Many thanks to Ruth Byrn, Marge Rogers, and Susan Friedman for their generous assistance with the movie.
In the terminology of behavior science, positive does not always mean good. Actually it never means good. Likewise, negative does not mean bad. Also, reinforcement is not always about giving the dog something she wants. And punishment is not always about hurting, intimidating or confining her.
Got that straight?
If your head already hurts, skip ahead and watch the movie. That’s why I made it. The purpose of this post is to introduce a movie that illustrates the four contingent processes of operant learning with multiple examples, in hopes of clarifying the bigger concepts with those examples. (Don’t worry; Feisty the stuffed dog stands in when bigtime aversives are used.)

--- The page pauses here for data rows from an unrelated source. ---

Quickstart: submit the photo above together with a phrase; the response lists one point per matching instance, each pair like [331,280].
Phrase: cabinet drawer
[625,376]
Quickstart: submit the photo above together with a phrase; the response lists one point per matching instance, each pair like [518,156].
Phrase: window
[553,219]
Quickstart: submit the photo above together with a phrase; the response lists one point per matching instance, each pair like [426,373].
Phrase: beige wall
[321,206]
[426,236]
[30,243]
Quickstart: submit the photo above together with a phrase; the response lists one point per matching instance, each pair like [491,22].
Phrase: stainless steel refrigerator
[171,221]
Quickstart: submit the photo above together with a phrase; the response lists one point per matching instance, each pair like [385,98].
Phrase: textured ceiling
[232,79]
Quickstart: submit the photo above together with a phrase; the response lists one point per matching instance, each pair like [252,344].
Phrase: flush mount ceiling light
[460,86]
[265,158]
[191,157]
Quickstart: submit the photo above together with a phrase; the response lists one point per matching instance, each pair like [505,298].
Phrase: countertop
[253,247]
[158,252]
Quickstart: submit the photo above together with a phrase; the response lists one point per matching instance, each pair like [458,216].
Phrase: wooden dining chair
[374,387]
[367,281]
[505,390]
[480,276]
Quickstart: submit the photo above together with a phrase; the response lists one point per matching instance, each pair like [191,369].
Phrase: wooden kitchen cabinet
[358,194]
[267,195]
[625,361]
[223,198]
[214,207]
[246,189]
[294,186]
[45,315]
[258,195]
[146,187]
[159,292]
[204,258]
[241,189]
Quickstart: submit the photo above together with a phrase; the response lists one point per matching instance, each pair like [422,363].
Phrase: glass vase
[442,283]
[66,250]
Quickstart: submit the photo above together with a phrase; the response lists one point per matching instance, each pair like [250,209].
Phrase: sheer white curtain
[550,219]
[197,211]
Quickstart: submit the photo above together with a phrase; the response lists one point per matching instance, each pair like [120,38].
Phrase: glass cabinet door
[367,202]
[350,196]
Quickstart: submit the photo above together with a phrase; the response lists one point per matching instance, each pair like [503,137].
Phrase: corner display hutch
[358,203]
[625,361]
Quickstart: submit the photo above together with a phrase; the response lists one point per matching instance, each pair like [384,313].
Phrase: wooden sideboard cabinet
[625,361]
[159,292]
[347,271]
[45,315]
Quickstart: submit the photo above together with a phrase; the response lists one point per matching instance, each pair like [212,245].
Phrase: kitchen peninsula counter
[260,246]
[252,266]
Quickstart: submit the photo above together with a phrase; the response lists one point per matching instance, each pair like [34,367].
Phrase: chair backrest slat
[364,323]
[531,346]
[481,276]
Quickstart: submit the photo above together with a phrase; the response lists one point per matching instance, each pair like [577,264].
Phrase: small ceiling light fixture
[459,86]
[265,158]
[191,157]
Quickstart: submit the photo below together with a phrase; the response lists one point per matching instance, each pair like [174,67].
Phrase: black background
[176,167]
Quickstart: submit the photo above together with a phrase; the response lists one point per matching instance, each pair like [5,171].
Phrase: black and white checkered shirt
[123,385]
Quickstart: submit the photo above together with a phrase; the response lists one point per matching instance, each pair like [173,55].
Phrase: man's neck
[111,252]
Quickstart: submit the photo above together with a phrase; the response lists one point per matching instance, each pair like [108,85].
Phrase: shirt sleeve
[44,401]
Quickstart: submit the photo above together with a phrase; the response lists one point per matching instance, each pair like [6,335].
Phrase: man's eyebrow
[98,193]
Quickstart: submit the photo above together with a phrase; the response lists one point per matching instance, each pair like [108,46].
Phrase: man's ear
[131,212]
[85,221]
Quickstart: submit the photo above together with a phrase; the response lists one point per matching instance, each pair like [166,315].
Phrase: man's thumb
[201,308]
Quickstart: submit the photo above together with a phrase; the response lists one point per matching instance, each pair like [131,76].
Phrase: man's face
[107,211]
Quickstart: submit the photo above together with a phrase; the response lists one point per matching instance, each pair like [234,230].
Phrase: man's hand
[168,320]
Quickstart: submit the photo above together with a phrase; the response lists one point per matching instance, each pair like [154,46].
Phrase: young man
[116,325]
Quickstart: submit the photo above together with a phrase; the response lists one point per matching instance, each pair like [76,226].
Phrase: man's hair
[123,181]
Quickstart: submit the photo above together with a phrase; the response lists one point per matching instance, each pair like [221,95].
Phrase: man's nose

Anybody still reading? Good.
To continue: Most of us have heard the term “positive reinforcement” and have a notion of what it means. The dog sits, you give her a cookie. That is by no means the whole picture, but it’s a start. But when the other terms start marching out, things get dicey. Negative reinforcement, negative punishment, and what, positive punishment? Isn’t that an oxymoron?
There is a certain amount of confusion that we just have to live with on this subject because of the terminology that B. F. Skinner chose and tweaked. In behavior science, positive means something is added. Negative means something is removed. They do not mean good and bad, happy and sad, or moral and immoral. Susan Friedman points out that in the context of mathematics, no one mistakes a plus sign to mean something happy or morally desirable. It just means you add that thing. Likewise with a minus sign. You take the thing away, whatever it is.
So that’s our first job. Think math. Take away the glamor around the word “positive.” In behavior science it just indicates an additive operation. And “negative” indicates a subtractive one. Ergo our first set of definitions:
- Positive means that something is added after a behavior
- Negative means that something is taken away after a behavior
The thing that gets added could be something really great at that moment (a bag of cookies), or it could be something awful, like a kick in the stomach. Likewise, the thing that gets taken away could be something you’ll miss, like that same bag of cookies, or it could be something that makes you sigh with relief when it stops, like a car alarm.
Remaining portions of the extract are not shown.